Iranian Nuclear Plant Opens Saturday, Russia Optimistic

Russian officials express optimism as first Iranian nuclear power plant opens, for domestic use. Fuel can be enriched more for weapons use.
By Maayana Miskin
First Publish: 8/19/2010, 11:14 PM / Last Update: 8/20/2010, 7:58 AM

www.kremlin.ru

Russia's top nuclear official, Sergei Kiriyenko, expressed optimism Thursday over the expected operation of the first Iranian nuclear power plant beginning on Saturday. The operation of the plant will prove that Iran is capable of using nuclear power and is entitled to do so, he said.

Russia will provide fuel for the Bushehr reactor. The first fuel will be transferred into the reactor on Saturday, and the plant is expected to begin producing energy approximately one month later.

By supplying Iran with fuel for its reactor, “we have proven that Russia always fulfills its obligations,” Kiriyenko told Russian Prime Minister Vladimir Putin in a televised meeting. Russia signed a contract to build the Bushehr reactor more than a decade ago, before Iran caused worldwide concern with its secretive nuclear program.

Kiriyenko added that Russia supports the rights of all countries to make peaceful use of nuclear energy.

The fuel provided by Russia for the plant is different from the fuel needed to create nuclear weapons. The Bushehr fuel is enriched to approximately 3.5%, while weapons-grade fuel is enriched to over 90%. However, it is possible to take some of the fuel and enrich it further at another location,. giving rise to fears that international supervision is needed for a country whose leader has expressed plans to destroy Israel..

The deal between the two countries includes a guarantee that Iran will return spent nuclear fuel to Russia, in order to ensure that Iran does not use the spent fuel to create nuclear weapons.

Russia, along with China, was slow to join much of the international community in slapping sanctions on Iran over its refusal to allow international inspectors to visit its nuclear facilities.

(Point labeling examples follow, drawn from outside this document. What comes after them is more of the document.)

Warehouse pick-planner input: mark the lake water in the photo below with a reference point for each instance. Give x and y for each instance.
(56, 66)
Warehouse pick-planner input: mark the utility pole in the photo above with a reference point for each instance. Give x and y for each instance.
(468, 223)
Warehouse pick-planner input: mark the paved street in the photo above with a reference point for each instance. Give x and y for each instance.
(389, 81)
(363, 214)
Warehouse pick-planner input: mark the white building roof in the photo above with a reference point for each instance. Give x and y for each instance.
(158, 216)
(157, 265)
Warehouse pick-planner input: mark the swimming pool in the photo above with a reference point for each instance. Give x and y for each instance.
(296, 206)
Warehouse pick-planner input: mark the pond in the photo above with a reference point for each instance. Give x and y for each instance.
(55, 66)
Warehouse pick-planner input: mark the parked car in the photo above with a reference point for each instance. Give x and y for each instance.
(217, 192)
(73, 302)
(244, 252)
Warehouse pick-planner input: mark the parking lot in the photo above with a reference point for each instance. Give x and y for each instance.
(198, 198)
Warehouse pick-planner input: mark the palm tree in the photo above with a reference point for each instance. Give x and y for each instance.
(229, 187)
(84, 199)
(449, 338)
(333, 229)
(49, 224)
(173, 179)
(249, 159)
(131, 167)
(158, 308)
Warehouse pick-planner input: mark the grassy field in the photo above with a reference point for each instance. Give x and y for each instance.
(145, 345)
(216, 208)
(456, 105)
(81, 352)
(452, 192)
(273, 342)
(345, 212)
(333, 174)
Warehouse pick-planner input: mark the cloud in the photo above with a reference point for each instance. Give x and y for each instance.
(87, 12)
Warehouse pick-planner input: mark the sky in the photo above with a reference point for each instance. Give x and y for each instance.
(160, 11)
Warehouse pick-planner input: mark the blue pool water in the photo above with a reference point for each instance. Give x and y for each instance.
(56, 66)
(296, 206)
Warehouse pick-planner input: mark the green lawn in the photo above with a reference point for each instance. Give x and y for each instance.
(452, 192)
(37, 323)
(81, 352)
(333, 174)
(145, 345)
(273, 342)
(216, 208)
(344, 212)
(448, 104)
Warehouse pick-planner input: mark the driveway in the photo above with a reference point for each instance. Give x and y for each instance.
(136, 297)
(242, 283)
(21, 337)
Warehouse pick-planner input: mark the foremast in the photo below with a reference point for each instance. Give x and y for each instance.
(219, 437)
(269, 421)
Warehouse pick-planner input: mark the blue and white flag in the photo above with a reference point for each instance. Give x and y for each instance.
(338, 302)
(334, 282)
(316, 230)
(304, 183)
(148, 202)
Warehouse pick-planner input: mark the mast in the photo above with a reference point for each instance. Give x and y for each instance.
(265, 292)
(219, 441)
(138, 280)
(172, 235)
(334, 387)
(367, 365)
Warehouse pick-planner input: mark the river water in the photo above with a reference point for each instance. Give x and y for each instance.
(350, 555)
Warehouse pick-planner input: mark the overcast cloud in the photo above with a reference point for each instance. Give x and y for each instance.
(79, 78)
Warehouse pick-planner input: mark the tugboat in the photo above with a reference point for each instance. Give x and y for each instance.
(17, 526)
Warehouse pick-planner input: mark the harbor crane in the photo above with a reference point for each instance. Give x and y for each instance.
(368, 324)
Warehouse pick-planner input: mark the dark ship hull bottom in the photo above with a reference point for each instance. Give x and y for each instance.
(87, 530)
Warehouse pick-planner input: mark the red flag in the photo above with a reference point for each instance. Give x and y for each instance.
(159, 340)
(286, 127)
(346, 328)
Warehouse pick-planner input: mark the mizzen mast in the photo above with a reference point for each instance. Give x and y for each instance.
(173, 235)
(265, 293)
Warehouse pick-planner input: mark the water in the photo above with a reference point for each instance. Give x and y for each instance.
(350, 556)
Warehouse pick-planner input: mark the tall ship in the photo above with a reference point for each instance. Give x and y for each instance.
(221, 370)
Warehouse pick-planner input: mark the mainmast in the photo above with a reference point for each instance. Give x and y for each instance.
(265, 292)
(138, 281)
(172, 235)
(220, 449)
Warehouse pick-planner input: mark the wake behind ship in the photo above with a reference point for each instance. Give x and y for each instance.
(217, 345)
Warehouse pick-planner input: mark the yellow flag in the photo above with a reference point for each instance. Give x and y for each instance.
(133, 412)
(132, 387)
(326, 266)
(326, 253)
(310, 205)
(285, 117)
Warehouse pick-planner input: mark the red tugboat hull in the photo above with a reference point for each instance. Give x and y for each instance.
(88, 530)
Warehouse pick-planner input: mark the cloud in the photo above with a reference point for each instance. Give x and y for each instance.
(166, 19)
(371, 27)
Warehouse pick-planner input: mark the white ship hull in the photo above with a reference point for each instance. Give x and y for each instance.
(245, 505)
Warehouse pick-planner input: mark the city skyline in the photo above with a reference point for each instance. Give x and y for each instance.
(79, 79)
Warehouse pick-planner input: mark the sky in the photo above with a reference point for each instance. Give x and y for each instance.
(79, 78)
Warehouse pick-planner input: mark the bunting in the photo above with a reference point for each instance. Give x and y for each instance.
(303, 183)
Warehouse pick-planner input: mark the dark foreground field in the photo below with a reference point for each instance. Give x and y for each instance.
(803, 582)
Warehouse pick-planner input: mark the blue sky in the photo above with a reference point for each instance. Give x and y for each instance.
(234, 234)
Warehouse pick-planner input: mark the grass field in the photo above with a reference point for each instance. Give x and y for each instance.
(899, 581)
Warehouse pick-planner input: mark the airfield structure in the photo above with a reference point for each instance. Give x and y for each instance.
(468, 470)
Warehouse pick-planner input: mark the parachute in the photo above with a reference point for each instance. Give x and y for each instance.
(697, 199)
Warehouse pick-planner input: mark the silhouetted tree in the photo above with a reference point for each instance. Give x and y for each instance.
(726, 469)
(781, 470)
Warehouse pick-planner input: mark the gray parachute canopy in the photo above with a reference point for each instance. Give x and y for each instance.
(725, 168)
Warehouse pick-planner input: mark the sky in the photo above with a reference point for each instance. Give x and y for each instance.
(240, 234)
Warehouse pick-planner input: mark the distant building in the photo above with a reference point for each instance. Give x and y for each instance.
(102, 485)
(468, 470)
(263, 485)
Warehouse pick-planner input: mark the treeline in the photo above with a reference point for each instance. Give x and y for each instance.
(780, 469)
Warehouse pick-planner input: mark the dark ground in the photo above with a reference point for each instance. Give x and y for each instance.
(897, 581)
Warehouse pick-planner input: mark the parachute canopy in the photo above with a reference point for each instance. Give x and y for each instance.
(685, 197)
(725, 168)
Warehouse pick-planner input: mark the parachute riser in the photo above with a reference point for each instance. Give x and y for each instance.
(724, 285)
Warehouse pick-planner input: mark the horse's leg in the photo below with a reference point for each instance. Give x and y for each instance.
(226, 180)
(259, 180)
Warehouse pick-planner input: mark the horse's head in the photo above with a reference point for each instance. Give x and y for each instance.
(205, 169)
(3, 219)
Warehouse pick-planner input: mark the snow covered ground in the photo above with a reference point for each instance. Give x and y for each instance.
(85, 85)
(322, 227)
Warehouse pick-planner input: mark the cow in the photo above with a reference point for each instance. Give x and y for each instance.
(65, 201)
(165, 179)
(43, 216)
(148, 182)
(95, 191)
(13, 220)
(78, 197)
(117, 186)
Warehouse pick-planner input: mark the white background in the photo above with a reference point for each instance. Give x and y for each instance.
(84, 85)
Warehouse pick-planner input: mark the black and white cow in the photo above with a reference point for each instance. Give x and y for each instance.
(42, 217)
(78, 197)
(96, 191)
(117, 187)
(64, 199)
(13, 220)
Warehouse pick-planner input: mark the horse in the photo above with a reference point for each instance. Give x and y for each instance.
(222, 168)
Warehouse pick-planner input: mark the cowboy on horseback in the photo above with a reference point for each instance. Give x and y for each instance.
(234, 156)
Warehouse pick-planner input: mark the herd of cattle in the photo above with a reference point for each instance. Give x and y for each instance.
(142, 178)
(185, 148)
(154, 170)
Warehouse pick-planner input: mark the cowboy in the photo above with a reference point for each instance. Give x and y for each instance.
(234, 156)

That refusal, coupled with Iranian threats against Israel and the West, led many to fear that Iran was planning to create a nuclear bomb.

In recent months Russia has joined most of the UN Security Council in putting sanctions on Iran, and in June Russia announced that it would cancel the delivery of the S-300 missile defense system that it had planned to sell to the Islamic state.